Lo que no vi
hace treinta años

Por María Helena Uribe de Estrada

¿Cómo seguir pensando en Fernando González, el hombre de tan amplia tesitura literaria, pasional, espiritual? ¿Cómo explicar qué veo en él, sin insistir en lo escrito hace más de diez, veinte, treinta años? Difícil intento.

Busco a Fernando desde mi presente, que es ya otro de cuando él murió. Ni la quebrada Ayurá —Circe— ni la carretera a Envigado, ni su Pisquín, ni sus hijos, ni él, ni nosotros, somos los mismos.

Dejé de pensar en quien consideré amigo, maestro, padre a veces, porque tuve que seguir caminando. Ser fiel a Fernando González era olvidar sus libros, aunque no su recuerdo.

Muchos de los estudios que se han hecho de él los fui guardando en mi archivo, sin detallar. Hace pocos días los abrí. En ellos encontré una constante: casi nadie considera la posibilidad de estudiarlo, aprehenderlo, definirlo. Se le acercan con terror de perturbar su imagen, o de trastornar la propia, como si quisieran dejarlo detenido dentro de su tiempo.

Resulta extraño: los escritos sobre él no nos lo acercan más; al contrario. Hay, en todos, un cierto respetuoso o agresivo deseo de posesión. Cada uno habla de su amigo, su maestro, su enemigo o su autor. No quieren verlo alterado. Y tienen razón, en parte. Leerlo, es seguir siendo un “sí mismo”, un “yo” incitado, regañado, deslumbrado entre sus contradicciones, tendencias, alegrías y contrariedades.

Para resolver la unicidad de Fernando, podríamos repetir sus palabras acerca de Ricardo Rendón: “No se puede decir que el secreto está en tal rasgo o línea. Está en todo y se ignora en qué consiste”.

Fernando es vitalidad; respiración meditativa. Lo suyo sucede instante a instante, riendo, llorando, discurriendo. Así podemos recordarlo, re-vivirlo, para aligerar la apatía o la rutina. Si lo congelamos, se nos muere. Es un almario; un punto de referencia en el diario transcurrir. Maestro de gallardía, de autenticidad, de búsqueda; o báculo.

A veces me sorprendo, repitiendo: ¡Como decía Fernando………………………!

Ojear, hojear, leer sus libros, es liberar nuevos chorros de agua fresca y cristalina, con terrones de existencia que nos golpean cada vez en forma diferente porque vamos cambiando.
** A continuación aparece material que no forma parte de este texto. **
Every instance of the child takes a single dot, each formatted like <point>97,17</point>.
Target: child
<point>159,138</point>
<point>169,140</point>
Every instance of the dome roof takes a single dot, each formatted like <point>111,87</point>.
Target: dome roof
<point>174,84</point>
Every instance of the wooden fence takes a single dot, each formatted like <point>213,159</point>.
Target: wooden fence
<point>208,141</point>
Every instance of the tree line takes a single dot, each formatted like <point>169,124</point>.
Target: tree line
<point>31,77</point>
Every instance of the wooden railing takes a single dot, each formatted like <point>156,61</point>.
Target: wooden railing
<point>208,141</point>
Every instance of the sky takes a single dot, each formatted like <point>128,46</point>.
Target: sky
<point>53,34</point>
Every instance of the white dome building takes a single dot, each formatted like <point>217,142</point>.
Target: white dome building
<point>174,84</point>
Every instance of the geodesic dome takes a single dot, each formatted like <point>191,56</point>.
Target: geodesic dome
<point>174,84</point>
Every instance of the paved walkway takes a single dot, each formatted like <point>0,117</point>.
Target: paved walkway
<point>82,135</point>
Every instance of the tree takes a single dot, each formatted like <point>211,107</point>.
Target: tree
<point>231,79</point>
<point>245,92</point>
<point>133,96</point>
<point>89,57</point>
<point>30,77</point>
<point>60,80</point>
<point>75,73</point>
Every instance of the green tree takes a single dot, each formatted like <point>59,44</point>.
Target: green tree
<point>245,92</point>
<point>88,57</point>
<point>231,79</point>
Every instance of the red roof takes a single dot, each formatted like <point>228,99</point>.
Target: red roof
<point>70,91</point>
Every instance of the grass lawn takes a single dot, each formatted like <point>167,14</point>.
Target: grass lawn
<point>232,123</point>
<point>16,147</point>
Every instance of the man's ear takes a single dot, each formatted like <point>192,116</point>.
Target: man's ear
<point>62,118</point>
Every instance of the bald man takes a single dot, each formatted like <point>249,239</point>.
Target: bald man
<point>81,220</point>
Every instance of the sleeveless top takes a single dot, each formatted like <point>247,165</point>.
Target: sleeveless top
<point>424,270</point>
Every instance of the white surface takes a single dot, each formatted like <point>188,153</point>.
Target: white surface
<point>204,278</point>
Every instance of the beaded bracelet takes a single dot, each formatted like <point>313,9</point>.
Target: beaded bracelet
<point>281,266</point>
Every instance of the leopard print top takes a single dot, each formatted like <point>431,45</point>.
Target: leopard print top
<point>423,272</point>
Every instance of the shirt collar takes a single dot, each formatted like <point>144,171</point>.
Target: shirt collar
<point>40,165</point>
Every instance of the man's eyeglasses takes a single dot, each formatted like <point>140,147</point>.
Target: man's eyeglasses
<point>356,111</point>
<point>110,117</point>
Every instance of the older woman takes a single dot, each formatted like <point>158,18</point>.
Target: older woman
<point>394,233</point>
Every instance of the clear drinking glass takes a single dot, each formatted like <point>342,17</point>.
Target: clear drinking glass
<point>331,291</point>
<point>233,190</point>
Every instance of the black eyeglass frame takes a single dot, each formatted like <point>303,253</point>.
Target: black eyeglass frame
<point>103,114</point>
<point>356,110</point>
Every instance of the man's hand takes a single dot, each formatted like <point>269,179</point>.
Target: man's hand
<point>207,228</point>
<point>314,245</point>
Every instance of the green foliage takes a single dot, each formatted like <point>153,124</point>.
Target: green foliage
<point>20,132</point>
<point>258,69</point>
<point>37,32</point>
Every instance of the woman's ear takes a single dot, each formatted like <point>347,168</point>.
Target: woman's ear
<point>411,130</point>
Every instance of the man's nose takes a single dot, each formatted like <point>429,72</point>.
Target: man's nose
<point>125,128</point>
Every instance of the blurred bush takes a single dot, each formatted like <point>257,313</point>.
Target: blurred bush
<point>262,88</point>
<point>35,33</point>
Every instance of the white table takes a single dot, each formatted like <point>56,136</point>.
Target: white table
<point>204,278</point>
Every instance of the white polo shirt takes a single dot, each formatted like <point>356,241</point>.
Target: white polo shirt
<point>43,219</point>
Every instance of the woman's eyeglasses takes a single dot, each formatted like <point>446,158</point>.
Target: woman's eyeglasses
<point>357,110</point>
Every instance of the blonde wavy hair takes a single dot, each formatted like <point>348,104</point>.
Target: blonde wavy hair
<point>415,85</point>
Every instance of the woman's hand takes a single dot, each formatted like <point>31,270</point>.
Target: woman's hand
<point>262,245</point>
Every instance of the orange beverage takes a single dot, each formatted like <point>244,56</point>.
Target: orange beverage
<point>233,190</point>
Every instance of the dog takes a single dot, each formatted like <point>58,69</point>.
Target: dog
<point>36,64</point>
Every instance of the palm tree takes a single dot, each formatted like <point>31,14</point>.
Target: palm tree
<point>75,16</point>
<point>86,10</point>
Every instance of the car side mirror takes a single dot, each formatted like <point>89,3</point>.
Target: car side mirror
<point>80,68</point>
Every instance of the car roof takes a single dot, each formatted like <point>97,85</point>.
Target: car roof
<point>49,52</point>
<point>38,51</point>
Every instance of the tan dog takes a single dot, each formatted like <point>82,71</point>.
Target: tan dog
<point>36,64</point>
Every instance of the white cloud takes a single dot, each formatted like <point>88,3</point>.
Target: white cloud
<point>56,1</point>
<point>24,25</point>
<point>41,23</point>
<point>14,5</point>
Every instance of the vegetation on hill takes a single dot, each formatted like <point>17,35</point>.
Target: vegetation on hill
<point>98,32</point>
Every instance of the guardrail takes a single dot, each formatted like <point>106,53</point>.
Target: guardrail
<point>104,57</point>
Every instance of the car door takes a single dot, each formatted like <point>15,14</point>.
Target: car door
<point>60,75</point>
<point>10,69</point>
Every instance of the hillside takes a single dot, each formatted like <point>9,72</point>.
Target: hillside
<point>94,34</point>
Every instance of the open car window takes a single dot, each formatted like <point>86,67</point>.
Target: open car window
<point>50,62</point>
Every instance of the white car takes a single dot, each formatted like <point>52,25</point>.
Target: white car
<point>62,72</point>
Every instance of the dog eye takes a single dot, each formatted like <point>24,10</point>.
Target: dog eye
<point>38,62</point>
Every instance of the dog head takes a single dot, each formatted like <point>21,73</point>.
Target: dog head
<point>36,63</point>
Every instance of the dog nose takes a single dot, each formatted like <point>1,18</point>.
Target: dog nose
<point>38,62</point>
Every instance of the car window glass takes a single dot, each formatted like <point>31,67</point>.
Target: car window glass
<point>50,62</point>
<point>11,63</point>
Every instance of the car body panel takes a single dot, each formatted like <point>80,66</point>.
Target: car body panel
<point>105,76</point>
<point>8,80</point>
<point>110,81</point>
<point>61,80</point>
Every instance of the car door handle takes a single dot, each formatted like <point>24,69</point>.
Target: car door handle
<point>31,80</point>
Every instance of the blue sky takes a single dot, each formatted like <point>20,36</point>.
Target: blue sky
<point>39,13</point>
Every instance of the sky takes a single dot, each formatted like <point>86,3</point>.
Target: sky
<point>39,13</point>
Sus palabras impresas evolucionan ante el devenir mental, intelectual, espiritual del interlocutor.

No es puerto de llegada: es un viajero que nos abre su cuaderno de bitácora, desde donde señala su Norte, el que va vislumbrando por etapas; el que persigue desde siempre, y hasta siempre:

1934 — Busco a Dios, como mi mamá buscaba las agujas, en Envigado… y todos los seres, los pescadores, los ojos de las muchachas, las piedras y mi gatica “Salomé” me están diciendo ya que por aquí humea; pero si encuentro, si es verdad, quiero que sea para todos nosotros… Hay también una estrella, también para mí apareció una estrella que me lleva para no sé qué pesebre en donde no sé qué niño está naciendo a cada momento: ¡Un niño que nunca ha nacido un niño así! (Cartas a Estanislao).

Lo conocí en mitad del camino de mi vida, cuando iba por mi propia selva. Decir, entonces, ¡qué dura cosa, esa selva oscura!, es un lugar común. Pero no es común el Virgilio de Envigado, porque este guía peculiar tiene muchas caras, muchos nombres, muchas moradas dentro de su espíritu, que irradian, entusiasman y contagian a cualquier edad, en cualquier sitio, en cualquier fecha.

Febrero de 1994

Fuente:

Fernando González: El viajero que iba viendo más y más. Medellín, Editorial Molino de Papel, 1999.